Le houblon est réputé anaphrodisiaque. Pour contrecarrer cet effet, les anglais grands buveurs de bière inventèrent le ginger-ale : mélange de bière blonde sans houblon et de gingembre (qui est censé avoir des vertus aphrodisiaques), qui était bu après leur consommation de bière.

Origine du nom : 
Son nom commun vient d'un mot hollandais désignant le cône de la plante.

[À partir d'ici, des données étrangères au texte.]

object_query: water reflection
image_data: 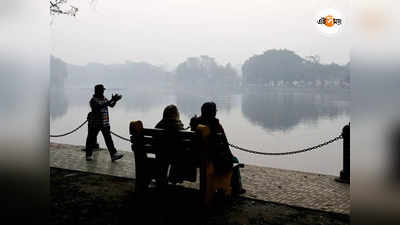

Humulus était son nom latin au Moyen Age, provenant peut être du mot latin humus signifiant terre car la plante aime les sols propices à sa pousse. Lupulus est un mot latin signifiant petit loup, qui évoque sa faculté de grimper dans les arbres et les "emprisonner" dans ses tiges.

Bibliographie : 
  • M.C.PAUME Sauvages et comestibles, éd. Edisud
  • C. BOISVERT Plantes et remèdes naturels, éd. de La Martinière
  • F. COUPLAN, E. STYNER Guide des plantes sauvages et comestibles, éd. Delachaux et Niestlé
  • F. COUPLAN Les plantes et leur nom, éd. Quae.
  • Hormis l'ouvrage de C. Boisvert dont je ne sais pas s'il a été réédité, les autres le seront régulièrement d'où l'absence d'année de parution.